ECLI:NL:RBROT:2020:7644

Rechtbank Rotterdam

Datum uitspraak
31 juli 2020
Publicatiedatum
31 augustus 2020
Zaaknummer
8315178 / CV EXPL 20-4952
Instantie
Rechtbank Rotterdam
Type
Uitspraak
Rechtsgebied
Civiel recht
Procedures
  • Eerste aanleg - enkelvoudig
Vindplaatsen
  • Rechtspraak.nl
AI samenvatting door LexboostAutomatisch gegenereerd

Vordering tot betaling van openstaande facturen en verrekening in het kader van een overeenkomst voor brandmeld- en ontruimingsinstallatie

In deze zaak heeft de kantonrechter van de Rechtbank Rotterdam op 31 juli 2020 uitspraak gedaan in een geschil tussen [eiseres] en [gedaagde] over de betaling van openstaande facturen. [Eiseres] heeft [gedaagde] gedagvaard en vorderde een bedrag van € 25.000,00, vermeerderd met wettelijke handelsrente en proceskosten. De vordering was gebaseerd op een overeenkomst voor het opleveren van een brandmeld- en ontruimingsinstallatie, waarbij [eiseres] werkzaamheden voor [gedaagde] heeft verricht. [Eiseres] stelde dat [gedaagde] in gebreke was gebleven met de betaling van een totaalbedrag van € 21.193,15, ondanks herhaalde aanmaningen.

[Gedaaagde] voerde verweer en stelde dat zij al het verschuldigde bedrag had betaald, met uitzondering van een bedrag van € 12.470,70. [Gedaaagde] had dit bedrag verrekend met een vordering die zij op [eiseres] zou hebben. De kantonrechter oordeelde dat [gedaagde] zijn vermeende vordering onvoldoende had onderbouwd en dat het beroep op verrekening niet kon slagen, aangezien de algemene voorwaarden van [eiseres] verrekening uitsloten.

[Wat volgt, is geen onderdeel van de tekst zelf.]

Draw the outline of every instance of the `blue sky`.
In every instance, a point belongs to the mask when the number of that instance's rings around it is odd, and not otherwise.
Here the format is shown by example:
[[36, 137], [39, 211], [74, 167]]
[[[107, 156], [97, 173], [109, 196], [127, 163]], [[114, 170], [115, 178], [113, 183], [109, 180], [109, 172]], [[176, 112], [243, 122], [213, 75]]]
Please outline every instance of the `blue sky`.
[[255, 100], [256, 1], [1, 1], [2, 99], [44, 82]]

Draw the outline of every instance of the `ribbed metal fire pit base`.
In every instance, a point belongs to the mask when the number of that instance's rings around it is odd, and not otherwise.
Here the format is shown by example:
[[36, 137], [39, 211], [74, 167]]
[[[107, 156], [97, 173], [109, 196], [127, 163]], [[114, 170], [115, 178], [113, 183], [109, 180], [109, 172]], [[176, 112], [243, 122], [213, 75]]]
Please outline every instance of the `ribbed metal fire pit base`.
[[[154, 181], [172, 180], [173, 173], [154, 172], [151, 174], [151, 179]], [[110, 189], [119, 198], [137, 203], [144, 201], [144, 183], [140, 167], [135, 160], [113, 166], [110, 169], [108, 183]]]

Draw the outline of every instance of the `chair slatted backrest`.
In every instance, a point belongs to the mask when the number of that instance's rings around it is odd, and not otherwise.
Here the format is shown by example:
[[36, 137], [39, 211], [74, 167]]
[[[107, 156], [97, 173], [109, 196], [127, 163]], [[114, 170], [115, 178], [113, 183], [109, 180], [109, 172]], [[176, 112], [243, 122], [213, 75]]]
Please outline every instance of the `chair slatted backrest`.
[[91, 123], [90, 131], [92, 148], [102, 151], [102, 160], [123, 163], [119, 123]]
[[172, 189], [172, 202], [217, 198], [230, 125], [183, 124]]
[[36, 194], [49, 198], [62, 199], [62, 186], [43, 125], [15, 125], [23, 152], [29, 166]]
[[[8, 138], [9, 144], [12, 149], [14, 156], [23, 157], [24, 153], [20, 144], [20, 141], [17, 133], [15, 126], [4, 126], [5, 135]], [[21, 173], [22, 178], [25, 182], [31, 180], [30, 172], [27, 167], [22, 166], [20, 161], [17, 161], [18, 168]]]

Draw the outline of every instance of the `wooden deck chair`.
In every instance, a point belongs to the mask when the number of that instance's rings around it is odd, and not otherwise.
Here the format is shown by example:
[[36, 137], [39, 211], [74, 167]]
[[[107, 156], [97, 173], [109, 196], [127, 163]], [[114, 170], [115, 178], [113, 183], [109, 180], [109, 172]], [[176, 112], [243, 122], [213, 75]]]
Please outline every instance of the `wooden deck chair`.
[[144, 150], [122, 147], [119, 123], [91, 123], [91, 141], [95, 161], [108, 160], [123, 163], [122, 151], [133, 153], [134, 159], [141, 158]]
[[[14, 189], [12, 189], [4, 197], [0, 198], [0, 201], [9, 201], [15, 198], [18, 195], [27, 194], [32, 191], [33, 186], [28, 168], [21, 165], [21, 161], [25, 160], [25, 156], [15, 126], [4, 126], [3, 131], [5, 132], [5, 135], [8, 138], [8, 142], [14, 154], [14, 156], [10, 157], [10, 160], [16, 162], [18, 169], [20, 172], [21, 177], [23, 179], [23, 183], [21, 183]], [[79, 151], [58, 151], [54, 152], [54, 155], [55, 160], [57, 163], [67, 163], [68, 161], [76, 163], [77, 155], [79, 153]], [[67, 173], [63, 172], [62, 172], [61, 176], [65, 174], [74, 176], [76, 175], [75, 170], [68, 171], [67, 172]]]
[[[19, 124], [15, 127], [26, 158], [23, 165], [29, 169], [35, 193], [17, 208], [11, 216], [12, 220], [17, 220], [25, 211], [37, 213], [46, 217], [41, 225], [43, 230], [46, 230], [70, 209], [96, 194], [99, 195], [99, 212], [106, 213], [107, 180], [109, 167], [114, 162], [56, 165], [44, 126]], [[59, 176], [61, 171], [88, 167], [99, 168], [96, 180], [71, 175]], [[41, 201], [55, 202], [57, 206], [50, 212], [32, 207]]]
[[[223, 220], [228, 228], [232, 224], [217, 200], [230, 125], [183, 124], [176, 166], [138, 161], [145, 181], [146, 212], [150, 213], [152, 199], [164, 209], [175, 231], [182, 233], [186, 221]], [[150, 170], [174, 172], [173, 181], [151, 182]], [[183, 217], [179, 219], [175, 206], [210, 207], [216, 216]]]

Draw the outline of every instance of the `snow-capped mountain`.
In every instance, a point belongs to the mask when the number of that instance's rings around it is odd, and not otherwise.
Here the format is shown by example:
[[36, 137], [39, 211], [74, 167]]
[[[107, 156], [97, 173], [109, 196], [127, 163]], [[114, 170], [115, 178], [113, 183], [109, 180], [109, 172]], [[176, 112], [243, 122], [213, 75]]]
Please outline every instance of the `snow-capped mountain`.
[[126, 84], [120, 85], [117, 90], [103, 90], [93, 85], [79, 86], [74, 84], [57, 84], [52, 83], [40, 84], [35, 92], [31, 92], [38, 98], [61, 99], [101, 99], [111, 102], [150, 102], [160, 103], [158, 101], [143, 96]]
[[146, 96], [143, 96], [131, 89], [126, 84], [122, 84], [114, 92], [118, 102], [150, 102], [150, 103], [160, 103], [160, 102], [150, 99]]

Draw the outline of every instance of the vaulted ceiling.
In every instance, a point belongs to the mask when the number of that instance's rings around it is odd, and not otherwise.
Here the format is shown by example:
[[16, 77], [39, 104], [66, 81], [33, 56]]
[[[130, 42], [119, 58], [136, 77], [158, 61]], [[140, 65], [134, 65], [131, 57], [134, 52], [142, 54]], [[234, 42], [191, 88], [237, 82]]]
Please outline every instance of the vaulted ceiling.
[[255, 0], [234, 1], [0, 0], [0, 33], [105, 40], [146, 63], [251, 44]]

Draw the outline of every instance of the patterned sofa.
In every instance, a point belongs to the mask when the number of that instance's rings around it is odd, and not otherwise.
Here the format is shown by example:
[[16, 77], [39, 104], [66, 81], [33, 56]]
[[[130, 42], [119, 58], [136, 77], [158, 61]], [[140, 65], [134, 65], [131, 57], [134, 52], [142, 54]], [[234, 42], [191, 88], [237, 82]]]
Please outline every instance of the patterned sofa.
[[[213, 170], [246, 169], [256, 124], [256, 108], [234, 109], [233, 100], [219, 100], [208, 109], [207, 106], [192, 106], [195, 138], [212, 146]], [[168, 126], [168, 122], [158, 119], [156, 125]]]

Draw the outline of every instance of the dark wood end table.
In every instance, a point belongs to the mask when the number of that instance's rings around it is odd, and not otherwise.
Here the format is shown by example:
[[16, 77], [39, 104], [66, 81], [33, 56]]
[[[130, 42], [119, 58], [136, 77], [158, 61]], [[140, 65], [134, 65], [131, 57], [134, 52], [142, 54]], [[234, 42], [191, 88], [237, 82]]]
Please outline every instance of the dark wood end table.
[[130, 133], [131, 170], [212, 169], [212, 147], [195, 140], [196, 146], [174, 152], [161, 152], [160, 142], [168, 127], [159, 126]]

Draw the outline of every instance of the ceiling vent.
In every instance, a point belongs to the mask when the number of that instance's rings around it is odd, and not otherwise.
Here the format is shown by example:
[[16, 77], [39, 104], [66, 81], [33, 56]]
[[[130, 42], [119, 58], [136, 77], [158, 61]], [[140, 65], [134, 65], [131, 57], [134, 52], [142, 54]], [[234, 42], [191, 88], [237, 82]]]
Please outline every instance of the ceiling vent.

De kantonrechter heeft de vordering van [eiseres] tot betaling van € 21.193,15 toegewezen, evenals de buitengerechtelijke incassokosten van € 986,93 en een gematigde wettelijke handelsrente. [Gedaaagde] werd veroordeeld in de proceskosten, die zijn vastgesteld op € 1.083,99 aan verschotten en € 960,00 aan salaris voor de gemachtigde. Het vonnis is uitvoerbaar bij voorraad verklaard.

Uitspraak

RECHTBANK ROTTERDAM

zaaknummer: 8315178 / CV EXPL 20-4952
uitspraak: 31 juli 2020
vonnis van de kantonrechter, zitting houdende te Rotterdam,
in de zaak van
[eiseres]
,
statutair gevestigd te [vestigingplaats eiseres] en kantoorhoudende te [plaats] ,
eiseres,
gemachtigde: Trust Krediet Beheer B.V., te Amsterdam,
tegen
[gedaagde]
,
gevestigd te [vestigingsplaats gedaagde] ,
gedaagde,
vertegenwoordigd door dhr. [naam gemachtigde] .
Partijen worden hierna aangeduid als ‘ [eiseres] ’ respectievelijk ‘ [gedaagde] ’.

1..Het verloop van de procedure

1.1.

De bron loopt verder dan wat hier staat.